First, keycloak and jhub need to be aliases for localhost in the hosts file.

jupyterhub config:

from oauthenticator.generic import LocalGenericOAuthenticator
c.JupyterHub.authenticator_class = LocalGenericOAuthenticator
c.GenericOAuthenticator.login_service = 'local keycloak'
c.GenericOAuthenticator.userdata_params = {"state": "state"}
c.GenericOAuthenticator.auto_login = False
c.GenericOAuthenticator.scope = ['openid']
c.GenericOAuthenticator.username_key = "preferred_username"
c.Authenticator.auto_login = False
c.GenericOAuthenticator.client_id = 'jhub-1'
c.JupyterHub.ssl_cert = 'jhubssl.crt'
c.JupyterHub.ssl_key = 'jhubssl.key'
c.LocalAuthenticator.create_system_users = True

docker-compose.yml

version: "3.3"
services:
  keycloak:
    environment:
      - KEYCLOAK_USER=admin
      - KEYCLOAK_PASSWORD=admin
    image: jboss/keycloak:latest
    ports:
      - 8443:8443
  jhub:
    environment:
    - OAUTH2_TLS_VERIFY=0
    - OAUTH2_AUTHORIZE_URL=https://keycloak:8443/auth/realms/jhub/protocol/openid-connect/auth
    - OAUTH2_TOKEN_URL=https://keycloak:8443/auth/realms/jhub/protocol/openid-connect/token
    - OAUTH_CLIENT_ID=jhub-1
    - OAUTH_CLIENT_SECRET=*****************
    - OAUTH_CALLBACK_URL=https://jhub:8000/hub/oauth_callback
    - OAUTH2_USERDATA_URL=https://keycloak:8443/auth/realms/jhub/protocol/openid-connect/userinfo
    build: ./jupyterhub/jupyterhub-server
    hostname: jhub
    ports:
      - "8000:8000"

jupyterhub Dockerfile

FROM jupyterhub/jupyterhub

RUN apt-get update && apt-get upgrade -y

ADD jupyterhub_config.py /srv/jupyterhub/jupyterhub_config.py

RUN pip install jupyter oauthenticator

RUN openssl req -x509 -newkey rsa:4096 -sha256 -days 3650 -nodes \
  -keyout /srv/jupyterhub/jhubssl.key \
  -out /srv/jupyterhub/jhubssl.crt \
  -subj "/C=DE/ST=xx/L=xx/O=TUHH/OU=xx/CN=xxxx Self-Signed" \
  -addext "subjectAltName=DNS:localhost,DNS:jhub,DNS:jupyterhub,IP:127.0.0.1" \
  && cp /srv/jupyterhub/jhubssl.crt /usr/local/share/ca-certificates/ \
  && chmod 644 /usr/local/share/ca-certificates/jhubssl.crt \
  && dpkg-reconfigure ca-certificates \
  && update-ca-certificates --fresh

ENV PYCURL_SSL_LIBRARY=openssl
RUN apt-get -y install python3-dev gcc curl libcurl3-openssl-dev \
  && pip install --no-input --ignore-installed --force-reinstall pycurl

Some more experimenting/attempt to get self-signed SSL certs and tornado clients straight is in GitHub - betatim/self-signed-ssl-certs: Experimenting with self signed certificates and Tornado.

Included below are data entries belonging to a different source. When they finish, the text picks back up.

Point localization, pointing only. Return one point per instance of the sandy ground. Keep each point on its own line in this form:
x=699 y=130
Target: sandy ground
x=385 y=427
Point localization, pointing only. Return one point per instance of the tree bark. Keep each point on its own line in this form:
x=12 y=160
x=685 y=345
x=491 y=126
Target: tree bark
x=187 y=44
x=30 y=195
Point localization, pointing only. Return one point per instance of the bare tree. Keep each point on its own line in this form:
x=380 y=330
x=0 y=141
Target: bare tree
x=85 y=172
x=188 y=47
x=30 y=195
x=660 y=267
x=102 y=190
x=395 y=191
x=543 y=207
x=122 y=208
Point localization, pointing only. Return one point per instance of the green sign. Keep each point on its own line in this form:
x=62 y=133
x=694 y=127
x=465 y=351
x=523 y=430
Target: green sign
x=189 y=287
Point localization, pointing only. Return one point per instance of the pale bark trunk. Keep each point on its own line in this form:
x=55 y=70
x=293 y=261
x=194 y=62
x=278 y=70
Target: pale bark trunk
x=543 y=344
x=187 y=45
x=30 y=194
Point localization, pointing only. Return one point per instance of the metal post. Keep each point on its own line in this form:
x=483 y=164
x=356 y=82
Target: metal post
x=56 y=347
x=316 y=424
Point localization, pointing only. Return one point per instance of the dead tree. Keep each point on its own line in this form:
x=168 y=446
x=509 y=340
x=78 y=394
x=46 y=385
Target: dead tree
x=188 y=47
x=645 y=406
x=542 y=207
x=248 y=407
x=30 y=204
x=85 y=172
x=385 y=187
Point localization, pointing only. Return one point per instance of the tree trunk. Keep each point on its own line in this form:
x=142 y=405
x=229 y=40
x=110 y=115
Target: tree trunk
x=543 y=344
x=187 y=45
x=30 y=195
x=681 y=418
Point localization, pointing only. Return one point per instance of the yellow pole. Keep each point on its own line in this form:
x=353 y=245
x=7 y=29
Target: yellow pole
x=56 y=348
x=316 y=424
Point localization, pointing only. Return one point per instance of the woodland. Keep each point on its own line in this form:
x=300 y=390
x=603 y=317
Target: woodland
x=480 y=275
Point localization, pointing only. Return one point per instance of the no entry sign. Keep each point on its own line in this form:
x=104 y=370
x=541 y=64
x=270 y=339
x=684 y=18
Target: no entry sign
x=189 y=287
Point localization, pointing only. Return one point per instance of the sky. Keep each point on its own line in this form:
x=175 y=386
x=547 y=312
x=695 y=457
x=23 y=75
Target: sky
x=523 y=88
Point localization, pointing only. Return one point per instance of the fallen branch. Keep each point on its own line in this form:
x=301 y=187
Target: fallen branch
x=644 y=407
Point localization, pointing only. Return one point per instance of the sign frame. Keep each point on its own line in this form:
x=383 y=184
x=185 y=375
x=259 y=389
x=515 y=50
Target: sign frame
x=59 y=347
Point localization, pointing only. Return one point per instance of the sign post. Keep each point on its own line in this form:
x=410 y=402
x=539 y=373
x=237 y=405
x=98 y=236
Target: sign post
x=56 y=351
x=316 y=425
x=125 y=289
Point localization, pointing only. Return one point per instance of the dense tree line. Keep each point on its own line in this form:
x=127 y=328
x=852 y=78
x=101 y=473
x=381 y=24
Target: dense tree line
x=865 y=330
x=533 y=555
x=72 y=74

Thank you very much for this addition.

So we are using Helm chart to deploy jupyterhub and integrate with keycloak. How we should make it work? tornado.curl error with this certificates are killing us, how to solve it

@Kamil_Farizov please present your case including your configuration and log files etc. in detail in a separate thread. Your issue might be related to mine but it is not guaranteed.